What is the natural history of atheromatous stenoses of the renal arteries?
The prognosis is primarily conditioned by the frequency of cardiovascular events that occur in the context of atheromatous disease. In a population of patients with renal artery stenosis, 40% will have a cardiovascular event and only 8% will have terminal renal insufficiency.
The spontaneous risk of thrombosis on an atheromatous stenosis of a renal artery is 3%.
Independently of these stenoses, we must take into consideration the atheromatous renal micro-vascular disease (nephro-angiosclerosis), the evaluation of which will condition the benefit of renal revascularization. In practice, there is no benefit of dilating a kidney severely affected with nephro-angiosclerosis.
How to detect and “bilant” an atheromatous stenosis of the renal artery?
The first-line biological assessment is the realization of a blood ionogram and a clearance of serum creatinine, a proteinuria of 24 hours (a proteinuria> 1 g / l shows an advanced renal involvement for which a possible revascularization will have a benefit modest).
The first examination to be performed is a renal arterial echo-doppler.
This examination describes:
- In doppler mode the systolic peak> 3m / seconds which is an excellent sign to evoke a tight stenosis.
- There are other indications for exploring kidney damage by nephro-angiosclerosis: kidney height <8 cm, cortico-medullary index <1, resistance index> 0.8. When these latter elements are combined, the volume of functional renal parenchyma to be reperfused is small, there is a modest benefit to the dilation of a possible stenosis.
In second intention, one realizes either an angio scanner or an angio MRI to confirm the diagnosis. They also make it possible to anticipate the accessibility to the stenosis if there is indication of dilatation.
Arteriography, scintigraphy are very limited indications examinations.
The objective of the assessment is to confirm the stenosis and at the same time to evaluate the functionality of the kidney to predict the benefit or not of a revascularization. Dilating a non-functioning or functional kidney does not in fact benefit the patient.
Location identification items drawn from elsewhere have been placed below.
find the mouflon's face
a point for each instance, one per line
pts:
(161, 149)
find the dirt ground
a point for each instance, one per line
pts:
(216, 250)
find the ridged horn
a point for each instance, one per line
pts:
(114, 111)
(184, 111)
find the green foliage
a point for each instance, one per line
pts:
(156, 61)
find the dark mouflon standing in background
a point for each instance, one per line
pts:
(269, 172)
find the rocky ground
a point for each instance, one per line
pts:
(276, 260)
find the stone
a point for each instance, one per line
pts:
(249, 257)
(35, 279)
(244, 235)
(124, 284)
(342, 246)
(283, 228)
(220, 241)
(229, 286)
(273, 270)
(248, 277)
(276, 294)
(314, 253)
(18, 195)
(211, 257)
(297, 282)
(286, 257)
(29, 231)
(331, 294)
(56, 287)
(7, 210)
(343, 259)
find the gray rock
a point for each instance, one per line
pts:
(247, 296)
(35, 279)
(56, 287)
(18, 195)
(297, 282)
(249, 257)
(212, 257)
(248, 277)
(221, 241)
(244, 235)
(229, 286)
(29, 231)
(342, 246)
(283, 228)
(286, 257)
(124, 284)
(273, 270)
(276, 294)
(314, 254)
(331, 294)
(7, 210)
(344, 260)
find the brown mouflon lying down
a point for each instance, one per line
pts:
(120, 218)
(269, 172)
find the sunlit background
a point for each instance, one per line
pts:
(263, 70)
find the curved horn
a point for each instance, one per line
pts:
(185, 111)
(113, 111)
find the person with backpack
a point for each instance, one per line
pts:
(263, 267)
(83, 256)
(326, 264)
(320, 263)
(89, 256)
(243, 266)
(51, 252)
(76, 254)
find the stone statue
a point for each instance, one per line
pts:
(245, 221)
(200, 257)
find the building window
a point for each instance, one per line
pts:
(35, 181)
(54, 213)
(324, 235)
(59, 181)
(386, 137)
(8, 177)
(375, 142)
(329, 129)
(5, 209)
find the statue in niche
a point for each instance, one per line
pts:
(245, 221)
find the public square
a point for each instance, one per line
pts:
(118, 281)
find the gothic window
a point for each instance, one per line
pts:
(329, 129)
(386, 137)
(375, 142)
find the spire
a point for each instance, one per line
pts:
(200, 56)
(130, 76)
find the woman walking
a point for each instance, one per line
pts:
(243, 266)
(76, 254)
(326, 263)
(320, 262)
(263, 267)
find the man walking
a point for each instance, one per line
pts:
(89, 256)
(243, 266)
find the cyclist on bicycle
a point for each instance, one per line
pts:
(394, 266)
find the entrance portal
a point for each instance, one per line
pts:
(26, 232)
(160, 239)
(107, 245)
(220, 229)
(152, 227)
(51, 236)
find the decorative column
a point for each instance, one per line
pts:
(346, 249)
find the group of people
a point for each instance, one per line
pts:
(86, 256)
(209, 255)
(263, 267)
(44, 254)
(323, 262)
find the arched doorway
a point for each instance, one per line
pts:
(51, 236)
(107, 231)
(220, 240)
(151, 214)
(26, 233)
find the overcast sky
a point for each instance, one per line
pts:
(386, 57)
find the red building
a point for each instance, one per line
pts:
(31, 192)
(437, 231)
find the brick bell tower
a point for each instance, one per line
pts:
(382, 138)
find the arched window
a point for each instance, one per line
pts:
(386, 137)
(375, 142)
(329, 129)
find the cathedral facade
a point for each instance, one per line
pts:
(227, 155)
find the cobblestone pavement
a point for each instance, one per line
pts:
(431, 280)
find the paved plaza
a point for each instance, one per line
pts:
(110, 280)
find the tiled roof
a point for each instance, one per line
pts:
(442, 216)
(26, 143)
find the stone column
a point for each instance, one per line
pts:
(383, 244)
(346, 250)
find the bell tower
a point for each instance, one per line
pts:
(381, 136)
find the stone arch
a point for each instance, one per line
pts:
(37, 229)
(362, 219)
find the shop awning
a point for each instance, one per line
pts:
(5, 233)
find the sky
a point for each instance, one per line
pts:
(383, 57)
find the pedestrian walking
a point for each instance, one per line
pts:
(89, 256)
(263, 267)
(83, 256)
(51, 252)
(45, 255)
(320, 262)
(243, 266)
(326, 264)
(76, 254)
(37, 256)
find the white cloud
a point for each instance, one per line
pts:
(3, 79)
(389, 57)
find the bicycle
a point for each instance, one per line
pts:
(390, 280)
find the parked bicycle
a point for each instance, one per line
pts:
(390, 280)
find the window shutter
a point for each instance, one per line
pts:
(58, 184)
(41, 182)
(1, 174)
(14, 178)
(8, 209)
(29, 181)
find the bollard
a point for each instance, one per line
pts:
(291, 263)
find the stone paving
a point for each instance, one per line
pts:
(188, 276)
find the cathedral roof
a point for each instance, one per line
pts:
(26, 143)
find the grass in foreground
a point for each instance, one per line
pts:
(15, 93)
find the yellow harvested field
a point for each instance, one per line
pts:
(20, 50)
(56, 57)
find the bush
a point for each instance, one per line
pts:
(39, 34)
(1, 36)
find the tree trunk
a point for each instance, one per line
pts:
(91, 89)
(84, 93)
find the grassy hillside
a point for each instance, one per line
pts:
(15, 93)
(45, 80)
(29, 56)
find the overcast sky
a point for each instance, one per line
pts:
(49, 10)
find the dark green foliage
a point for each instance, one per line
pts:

When to seek an atheromatous stenosis of the renal arteries?
– Severe HTA (> 180mmHg / 110mmHg) after 55 years.
- HTA resistant to 3 antihypertensive treatments.
- HTA rapidly progressive.
- Aggravation of renal function after introduction of an I.E.C.
- Unexplained renal atrophy or difference in diameter between the two kidneys of more than 15mm.
- OAP of sudden onset and undetermined aetiology.
- Unexplained renal insufficiency.
- HTA + occlusive arterial lesions in at least two territories (carotid, lower limbs, coronary …).
What treatment to introduce before the discovery of an atheromatous stenosis of the renal artery?
In the context of atheromatous pathology the patient should benefit from the following measures:
– Weight control.
– Blood glucose control.
– Control of dyslipidemia.
– Smoking cessation.
– Control of blood pressure with objective <140mmHg / 90mmHg.
– Physical activity.
– Introduction of a STATINE and ANTIAGREGANT PLAQUETTAIRE (aspirin) in the context of secondary prevention of cardiovascular event.
– The I.E.C. Seem to have a benefit both in secondary prevention of cardiovascular events and in nephronic protection.
However, I.E.C are contraindicated if bilateral stenosis or stenosis on single kidney.
What are the current indications for revascularization?
- Asymptomatic patients: Revascularization is considered only in the context of nephronic protection. It is therefore justified in patients with long life expectancy and particularly in the single kidneys.
- In symptomatic patients:
- –HTA resistant to medical treatment and / or renal insufficiency: The benefit of revascularization of stenoses of more than 70% is currently controversial and therefore suggests a very rigorous evaluation of the viability of the renal parenchyma with To propose a revascularization.
- –Renal failure rapidly progressive, acute renal failure after introduction of I.E.C., OAP “flash”, malignant hypertension. In these cases, the discovery of an atheromatous stenosis of the tight renal artery leads to a revascularization.
What are the different revascularizations?
Endovascular techniques (dilation), which are usually the first-line techniques.
Conventional surgical techniques (bypass surgery, endarterectomy …), the indications of which are more rare.